In un racconto che ribalta i canoni della maternità di cui sono mostrate audacemente la violenza e l’animalità, la regista dà vita a una grottesca favola moderna che andrebbe letta non ai bambini, ma alle loro madri. L’idealizzazione della maternità che, ancora oggi, è un modello opprimente per molte donne, subisce un rovesciamento completo.

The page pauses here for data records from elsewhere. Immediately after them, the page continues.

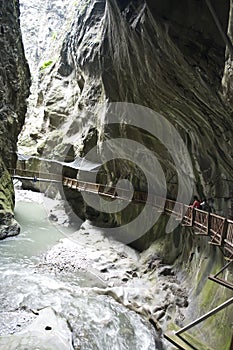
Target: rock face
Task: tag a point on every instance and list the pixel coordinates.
(145, 54)
(14, 89)
(169, 58)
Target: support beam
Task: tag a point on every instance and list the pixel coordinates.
(204, 317)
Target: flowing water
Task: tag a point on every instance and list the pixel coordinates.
(97, 321)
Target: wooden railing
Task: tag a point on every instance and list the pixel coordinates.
(218, 228)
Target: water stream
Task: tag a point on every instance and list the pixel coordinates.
(97, 321)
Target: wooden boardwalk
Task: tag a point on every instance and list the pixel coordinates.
(217, 228)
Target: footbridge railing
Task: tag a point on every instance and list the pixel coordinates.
(218, 228)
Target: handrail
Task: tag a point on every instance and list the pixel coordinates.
(217, 227)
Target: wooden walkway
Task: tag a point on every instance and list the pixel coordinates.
(217, 228)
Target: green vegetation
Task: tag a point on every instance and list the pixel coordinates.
(46, 64)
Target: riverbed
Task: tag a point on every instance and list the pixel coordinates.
(72, 278)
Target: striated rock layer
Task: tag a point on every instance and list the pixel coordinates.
(14, 89)
(170, 58)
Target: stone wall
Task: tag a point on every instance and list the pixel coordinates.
(14, 89)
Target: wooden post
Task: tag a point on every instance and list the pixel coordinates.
(231, 346)
(208, 224)
(192, 216)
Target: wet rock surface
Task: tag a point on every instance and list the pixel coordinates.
(14, 89)
(139, 281)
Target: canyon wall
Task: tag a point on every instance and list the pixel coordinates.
(171, 59)
(14, 89)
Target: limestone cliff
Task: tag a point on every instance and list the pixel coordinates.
(14, 89)
(149, 55)
(165, 56)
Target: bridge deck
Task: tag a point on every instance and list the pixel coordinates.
(218, 228)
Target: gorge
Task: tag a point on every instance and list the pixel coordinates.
(144, 88)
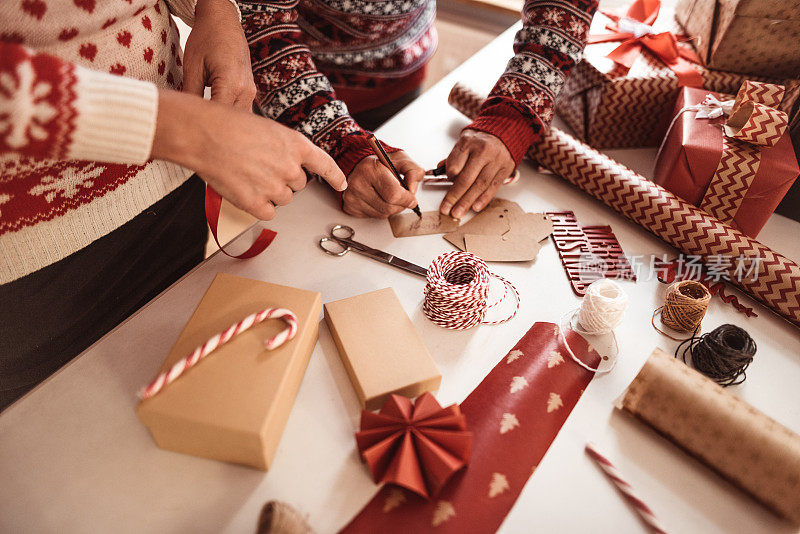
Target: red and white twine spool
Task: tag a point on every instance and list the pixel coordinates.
(457, 292)
(180, 367)
(626, 489)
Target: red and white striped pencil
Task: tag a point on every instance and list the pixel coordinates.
(641, 508)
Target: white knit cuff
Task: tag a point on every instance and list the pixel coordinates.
(184, 10)
(116, 118)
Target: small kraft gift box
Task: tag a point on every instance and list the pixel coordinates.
(755, 37)
(232, 405)
(737, 168)
(625, 100)
(380, 348)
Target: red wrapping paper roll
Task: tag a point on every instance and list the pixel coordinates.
(682, 225)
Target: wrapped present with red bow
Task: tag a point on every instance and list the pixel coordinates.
(621, 94)
(732, 158)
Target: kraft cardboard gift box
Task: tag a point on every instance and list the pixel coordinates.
(756, 37)
(380, 348)
(233, 405)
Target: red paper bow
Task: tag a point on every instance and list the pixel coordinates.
(418, 447)
(635, 33)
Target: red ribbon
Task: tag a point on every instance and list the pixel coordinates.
(213, 208)
(664, 45)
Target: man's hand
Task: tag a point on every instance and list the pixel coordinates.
(217, 55)
(373, 191)
(253, 162)
(478, 166)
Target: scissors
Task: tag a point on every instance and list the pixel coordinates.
(341, 236)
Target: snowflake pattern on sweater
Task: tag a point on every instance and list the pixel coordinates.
(546, 49)
(304, 49)
(78, 98)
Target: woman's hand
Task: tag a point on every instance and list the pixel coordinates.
(217, 55)
(478, 166)
(374, 191)
(253, 162)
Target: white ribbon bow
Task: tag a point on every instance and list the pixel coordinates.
(712, 107)
(638, 29)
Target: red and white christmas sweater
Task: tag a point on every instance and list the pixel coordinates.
(79, 86)
(312, 59)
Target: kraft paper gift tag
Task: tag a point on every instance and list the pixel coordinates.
(503, 232)
(407, 224)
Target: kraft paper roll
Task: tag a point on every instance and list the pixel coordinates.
(682, 225)
(756, 453)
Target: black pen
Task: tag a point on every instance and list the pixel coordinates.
(383, 157)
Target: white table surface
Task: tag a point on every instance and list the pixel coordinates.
(74, 457)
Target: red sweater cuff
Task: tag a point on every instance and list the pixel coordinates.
(355, 149)
(515, 130)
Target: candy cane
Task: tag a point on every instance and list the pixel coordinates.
(611, 472)
(180, 367)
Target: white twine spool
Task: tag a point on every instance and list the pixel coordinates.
(603, 307)
(601, 311)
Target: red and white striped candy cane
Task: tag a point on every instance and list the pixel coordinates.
(457, 291)
(611, 472)
(180, 367)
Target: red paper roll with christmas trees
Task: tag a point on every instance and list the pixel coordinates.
(774, 280)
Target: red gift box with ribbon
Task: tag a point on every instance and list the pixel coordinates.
(634, 66)
(732, 158)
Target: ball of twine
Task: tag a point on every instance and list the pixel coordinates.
(457, 291)
(722, 354)
(601, 311)
(685, 306)
(603, 307)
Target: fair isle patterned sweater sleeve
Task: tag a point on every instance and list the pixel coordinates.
(51, 108)
(546, 49)
(290, 88)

Tra il fantasy e la commedia, Nightbitch unisce due tonalità narrative facendo convivere un umorismo sferzante con gli elementi orrorifici e il realismo magico centrali nel romanzo di Yoder. La macchina da presa indugia costantemente sulla protagonista per catturare la sottile capacità espressiva del volto che ha consacrato Amy Adams tra le migliori interpreti della sua generazione: incarnando pienamente il delicato e complesso viaggio emotivo della protagonista, l’attrice ne esprime il disagio, il dolore, la rabbia, la solitudine attraverso un corpo che conserva paradossalmente la grazia e la leggerezza che contraddistinguono la sua recitazione.
Una serie di elementi trasportano la vicenda particolare della famiglia su un piano universale. In un contesto atemporale e non connotato spazialmente, i protagonisti non hanno nomi propri: Madre, Marito e Figlio possono essere – e sono – una famiglia qualunque. La metamorfosi animalesca che subisce la madre si rivela salvifica nel permetterle di assecondare i propri impulsi primordiali coniugando a modo proprio il ruolo femminile e quello materno.
Senza risultare retorica, Heller mostra come la genitorialità sia vissuta diversamente da padri e madri: mentre le donne sono mogli e madri, gli uomini possono al massimo diventare mariti.